This week saw some significant developments in the roll out of devolution in Greater Manchester at least. It was always going to take a lot to fill the shoes of Sir Howard Bernstein, the retired Chief Executive of Manchester City Council, so it is no surprise that we now have two Chief Executives, Joanne Roney running the city and Eamonn Boylan the Combined Authority(CA).

I was in the new CA headquarters on Oxford Street last week and reflected that exactly 43 years ago I walked into County Hall on Portland Street, the Greater Manchester Council’s new HQ. In 1974, It was felt it was a good idea to have a strategic authority for the whole county. After a costly abolition in 1986, we are now back to square one in some ways, although having an elected mayor may make it different.

While the devolution band wagon is visible in the Greater Manchester and Liverpool city regions, elsewhere in the North the roll out is patchy and incoherent with a great deal of uncertainty about how far meaningful devolution will extend beyond the Liverpool and Manchester City Regions. Lord Porter, the Tory chair of the Local Government Association thinks devolution is dead because the government has encountered petty squabbling in areas of two tier local government or opposition to the concept of elected mayors in more rural areas.

That is an extreme view. Whilst it is true that Brexit is a major distraction in all departments and that the Communities Secretary Sajid Javid remains in an inactive sulk having been moved from his role as Business Secretary, there was enough energy and ideas at the recent NP conference in Manchester to convince me that the project is not dormant. But if business outside the Manchester and Liverpool City Regions want similar packages they need to knock politicians heads together across the rest of the North.

A RAGGED PICTURE.

Leeds is the greatest underperformer so far. This great city should have been electing a mayor this May with a full devolution deal. Disputes with some surrounding authorities have prevented this and the latest idea for a mayor for a Yorkshire wide body across three combined authorities looks set for a ministerial veto as it would need new parliamentary legislation. Sheffield isn’t having a mayoral poll this year either. This is partly because of a row with Derbyshire over whether Chesterfield could be included in a new South Yorkshire authority even though it has no border with it.

Now we come to the town of Warrington which recently flirted with the idea of joining the Liverpool City Region. That would have scuppered the idea of bringing the town together with the two Cheshire councils in a powerful authority at the southern end of the North West.

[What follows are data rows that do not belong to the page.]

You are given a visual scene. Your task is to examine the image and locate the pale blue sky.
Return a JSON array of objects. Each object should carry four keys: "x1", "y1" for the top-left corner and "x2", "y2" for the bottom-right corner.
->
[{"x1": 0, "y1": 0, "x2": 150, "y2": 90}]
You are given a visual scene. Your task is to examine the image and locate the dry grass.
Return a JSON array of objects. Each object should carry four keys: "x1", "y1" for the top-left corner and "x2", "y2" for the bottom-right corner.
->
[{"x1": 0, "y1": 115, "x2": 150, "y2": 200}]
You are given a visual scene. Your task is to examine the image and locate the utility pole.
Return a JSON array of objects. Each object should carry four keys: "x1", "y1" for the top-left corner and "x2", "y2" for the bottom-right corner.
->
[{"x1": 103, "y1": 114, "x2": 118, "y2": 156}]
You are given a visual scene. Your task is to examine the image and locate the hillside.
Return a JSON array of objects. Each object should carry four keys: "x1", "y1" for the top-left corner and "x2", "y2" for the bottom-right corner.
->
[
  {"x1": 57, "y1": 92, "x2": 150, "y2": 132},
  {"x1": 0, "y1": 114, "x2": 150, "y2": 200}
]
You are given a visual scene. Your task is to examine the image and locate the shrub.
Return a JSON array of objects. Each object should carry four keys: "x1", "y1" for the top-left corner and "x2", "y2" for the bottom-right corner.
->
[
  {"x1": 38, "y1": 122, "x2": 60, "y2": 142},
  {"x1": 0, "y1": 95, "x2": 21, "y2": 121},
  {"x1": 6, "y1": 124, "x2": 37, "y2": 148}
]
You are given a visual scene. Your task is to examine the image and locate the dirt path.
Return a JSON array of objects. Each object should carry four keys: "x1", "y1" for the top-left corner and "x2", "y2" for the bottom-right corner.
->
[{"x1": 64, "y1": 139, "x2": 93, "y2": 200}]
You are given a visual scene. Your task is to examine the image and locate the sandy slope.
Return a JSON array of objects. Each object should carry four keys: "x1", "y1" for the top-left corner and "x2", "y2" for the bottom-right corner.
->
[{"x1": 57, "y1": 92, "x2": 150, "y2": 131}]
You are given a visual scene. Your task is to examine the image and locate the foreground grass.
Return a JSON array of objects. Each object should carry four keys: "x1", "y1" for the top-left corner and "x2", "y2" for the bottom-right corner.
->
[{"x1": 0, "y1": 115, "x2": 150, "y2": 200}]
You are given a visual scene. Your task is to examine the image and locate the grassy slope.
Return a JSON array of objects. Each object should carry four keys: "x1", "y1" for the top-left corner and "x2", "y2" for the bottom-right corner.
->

The Merseyside dalliance is now over and Warrington council leader Terry O,Neill is hoping for a devolution deal this summer. However, a new constellation has entered the Cheshire scene…literally. A grouping of Cheshire’s two councils and the Local Enterprise Partnership have come together with six Staffordshire authorities under the Constellation Partnership. They’re starry eyed about the economic potential of the HS2 hub around Crewe. However, the idea of an elected mayor may be a sticking point once again.

Lancashire has suffered for years from having sixteen councils, thirteen districts, two unitaries and the county council. The leader of Lancashire Council, Jennifer Mein, is the equivalent of the German Chancellor Angela Merkel in the sense that she has used calm and wise leadership to try and bring all the parties together. Wyre Council has stood out against a deal for a long time and Fylde has now joined them. A devolution deal will have to await the result of the closely contested county election next month.

Elections are also due this summer in Cumbria where the idea of an elected mayor for this largely rural county has been a stumbling block. Relations between the districts and county are not good with talk of a combined authority being formed without Cumbria County Council’s involvement.